Thread

  1. Re: pg_rewind does not rewind diverging timelines

    Mats Kindahl <mats.kindahl@gmail.com> — 2026-05-01T16:06:20Z

    On Thu, Apr 30, 2026 at 10:19 AM Mats Kindahl <mats.kindahl@gmail.com>
    wrote:
    
    > Hi all,
    >
    > I have been playing around with various promotion scenarios to check if it
    > is possible to lose writes in more complicated scenarios involving
    > promotions and uses of synchronous_standby_names and decided to create a
    > TLA+ model for streaming replication involving promotions and check those
    > with TLC. You can find the models at [1] if you're interested.
    >
    > There is one scenario that I assume is known that TLC found, but does not
    > seem to be fixed. It is a relatively rare case, but since the fix is quite
    > easy, I thought I'd share it with you and get feedback.
    >
    > The scenario can occur if you're unlucky and have more than one crash when
    > promoting standbys to be primaries, and goes like this:
    >
    > You have three servers, S1, S2, and S3. S1 is primary and S2 and S3 are
    > standbys. All are on timeline (TLI) 1.
    >
    > 1. S1 crashes
    > 2. S1 recovers and starts promotion. It writes XLOG_END_OF_RECOVERY (EOR)
    > for TLI 2 to the WAL.
    > 3. S1 It manages to write some records W1 to the WAL.
    > 4. Before the EOR is replicated to any standby, S1 crashes again. It is
    > now on TLI 2 and has some changes that are not elsewhere.
    > 5. S2 is promoted.

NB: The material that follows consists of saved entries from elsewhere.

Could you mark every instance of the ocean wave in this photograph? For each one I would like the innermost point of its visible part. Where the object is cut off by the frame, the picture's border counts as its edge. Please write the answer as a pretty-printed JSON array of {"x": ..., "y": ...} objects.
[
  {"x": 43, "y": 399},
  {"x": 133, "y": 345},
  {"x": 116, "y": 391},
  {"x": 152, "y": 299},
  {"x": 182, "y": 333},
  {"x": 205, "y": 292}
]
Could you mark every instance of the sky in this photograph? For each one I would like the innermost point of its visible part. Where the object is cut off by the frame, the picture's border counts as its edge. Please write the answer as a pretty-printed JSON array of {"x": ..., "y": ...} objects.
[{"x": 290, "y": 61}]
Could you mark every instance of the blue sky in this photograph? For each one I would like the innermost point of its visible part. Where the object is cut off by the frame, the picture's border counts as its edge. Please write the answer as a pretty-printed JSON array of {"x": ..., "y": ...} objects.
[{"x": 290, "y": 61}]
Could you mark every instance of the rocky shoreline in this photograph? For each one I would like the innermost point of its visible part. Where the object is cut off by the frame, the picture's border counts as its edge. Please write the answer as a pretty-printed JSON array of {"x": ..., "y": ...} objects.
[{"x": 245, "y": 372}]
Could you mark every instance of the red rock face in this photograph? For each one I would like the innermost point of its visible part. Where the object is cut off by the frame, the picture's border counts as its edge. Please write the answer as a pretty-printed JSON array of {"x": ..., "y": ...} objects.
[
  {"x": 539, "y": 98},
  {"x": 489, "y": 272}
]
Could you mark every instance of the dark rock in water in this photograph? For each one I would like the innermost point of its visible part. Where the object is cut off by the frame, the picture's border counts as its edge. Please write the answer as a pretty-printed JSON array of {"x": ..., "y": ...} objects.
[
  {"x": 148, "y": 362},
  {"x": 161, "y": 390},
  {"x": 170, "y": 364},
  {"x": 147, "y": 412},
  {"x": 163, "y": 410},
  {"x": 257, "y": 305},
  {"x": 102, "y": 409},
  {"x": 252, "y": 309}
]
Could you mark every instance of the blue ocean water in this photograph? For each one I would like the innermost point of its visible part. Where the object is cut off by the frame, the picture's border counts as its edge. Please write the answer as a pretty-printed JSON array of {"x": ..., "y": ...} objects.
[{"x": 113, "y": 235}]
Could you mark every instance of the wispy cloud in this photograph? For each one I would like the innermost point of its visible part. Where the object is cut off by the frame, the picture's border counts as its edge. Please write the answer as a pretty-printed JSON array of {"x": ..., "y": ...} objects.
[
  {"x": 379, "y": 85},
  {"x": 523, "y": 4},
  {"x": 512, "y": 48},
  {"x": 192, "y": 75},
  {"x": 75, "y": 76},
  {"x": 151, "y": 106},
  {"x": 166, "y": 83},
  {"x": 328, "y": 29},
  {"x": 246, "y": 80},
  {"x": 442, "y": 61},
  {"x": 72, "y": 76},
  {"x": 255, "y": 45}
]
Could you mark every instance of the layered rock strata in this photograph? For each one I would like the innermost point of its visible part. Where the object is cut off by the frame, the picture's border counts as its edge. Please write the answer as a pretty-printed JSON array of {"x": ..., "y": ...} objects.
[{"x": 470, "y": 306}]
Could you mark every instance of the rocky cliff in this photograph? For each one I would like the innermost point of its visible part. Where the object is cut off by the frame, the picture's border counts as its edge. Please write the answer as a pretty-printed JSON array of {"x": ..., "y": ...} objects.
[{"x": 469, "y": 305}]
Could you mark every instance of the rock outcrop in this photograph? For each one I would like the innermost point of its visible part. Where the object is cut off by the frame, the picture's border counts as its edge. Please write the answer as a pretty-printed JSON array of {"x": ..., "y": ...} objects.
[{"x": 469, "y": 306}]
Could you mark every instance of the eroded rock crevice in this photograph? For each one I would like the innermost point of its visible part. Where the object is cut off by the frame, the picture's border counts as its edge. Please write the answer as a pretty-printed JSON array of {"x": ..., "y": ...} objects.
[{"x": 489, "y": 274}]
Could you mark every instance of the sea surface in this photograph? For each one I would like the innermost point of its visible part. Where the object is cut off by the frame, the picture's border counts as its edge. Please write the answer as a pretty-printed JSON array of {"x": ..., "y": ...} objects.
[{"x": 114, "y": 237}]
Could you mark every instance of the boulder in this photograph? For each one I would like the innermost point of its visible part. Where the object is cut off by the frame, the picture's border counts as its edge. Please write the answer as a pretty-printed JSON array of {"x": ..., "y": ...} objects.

It writes an EOR for TLI 2 (since it is not aware of
    > any other timeline) to the WAL.
    > 6. S2 writes some records W2 to WAL and now S1 has a record of TLI 2
    > version 1 (TLI 2.1) and S2 is on TLI 2.2.
    > 7. S1 recovers and wants to join as a standby. You run pg_rewind to get
    > rid of the extra data, but since S2 is also on TLI 2, pg_rewind will
    > happily assume that both are on the same timeline.
    > 8. S2 is now a standby but has that extra record for W2 both in the WAL
    > and in the database.
    >
    > The fix (see attached draft) is quite simple: add a UUID to the EOR and to
    > the history file. When comparing timelines, don't only check the TLI, also
    > check the UUID. If not both match, go back further until you find a
    > timeline where both the TLI and the timeline UUID matches and do the usual
    > fandango to find the good LSN to rewind to.
    >
    > [1]: https://github.com/mkindahl/tla-postgres
    >
    
    Here is an updated version of the patch. It seems like it is not necessary
    to extend the XLOG_END_OF_RECOVERY record with the UUID, just the history
    files. The scenario is still the same though, and can trigger diverging
    servers, possibly silent. I have an additional test case using a divergence
    going back three promotions.
    --
    Best wishes,
    Mats Kindahl, Multigres Developer, Supabase